Unbelievably inhuman situation
Sarah Carabott spoke to witnesses and sources close to the protesters for a first-hand account. Muammar Gaddafi remains in total control of Tripoli while an undeclared evening curfew keeps most rebels behind locked doors for fear of being shot by...
Sarah Carabott spoke to witnesses and sources close to the protesters for a first-hand account.
Muammar Gaddafi remains in total control of Tripoli while an undeclared evening curfew keeps most rebels behind locked doors for fear of being shot by “Gaddafi’s men” who roam the streets in four-wheel drive vehicles, according to people in the capital.
The family of a young injured boy, who is being treated daily for leg wounds at his house in the capital, refused to take him to hospital out of fear he would not come out alive.
Numerous claims surfaced yesterday of people being killed in hospitals and a large number of corpses disappeared, denying their families a burial.
A source based in Misuratah claimed the police had kidnapped 61 teenagers between 16 and 18 years old and took them to undisclosed destinations where they were not allowed to shave. People who live in the town said the youths were being given hallucinogenic tablets and presented to the media as “the people behind all this trouble”.
The opposition’s advance on Col Gaddafi’s strongholds around Tripoli seems to be on hold. Az Zawiyah, a small town next to the capital, has been cut off completely from the city by one of Khamis Gaddafi’s military camps. Reports on news channels last night spoke of Gaddafi forces firing on protesters after Friday prayers, with the death toll put at about 60.
Although there are no military units in Brega, a major oil-exporting port to the West of Egdabia, the regime wants to regain hold of this 180,000 barrel-a-day city. Civilians are therefore defending it “with all their might”. Fights between revolutionaries and tribes from Surt have been going on relentlessly for the past few days.

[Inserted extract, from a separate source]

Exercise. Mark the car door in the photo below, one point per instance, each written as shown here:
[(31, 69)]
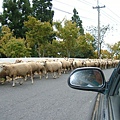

People in Zentan, the first western Libyan city to start protesting after Benghazi, were paid to remain quiet with families allegedly offered up to $3 million, sources claimed.
People outside Libya have refrained from contacting relatives in the North African country as most calls are monitored.
A young man based in Tripoli said people had been arrested over the last two days after they were tracked down when using their mobile phones. In Libya, phone numbers are registered on ID cards, so someone would always get in trouble, he added.
Various Libyan Facebookers said that, for security reasons, the safest way to contact relatives and friends was through the internet, using satellite connections and not the government’s DSL. However, as was the case in Egypt and Tunisia a few weeks ago, internet surfers have to change their registered online location every once in a while.
A Libyan man pleaded with the international community, especially neighbouring countries, to “do its best to spread the Libyan cause. No one in Libya is sure if they will be alive in the coming days because what is happening around us is unbelievably inhuman”.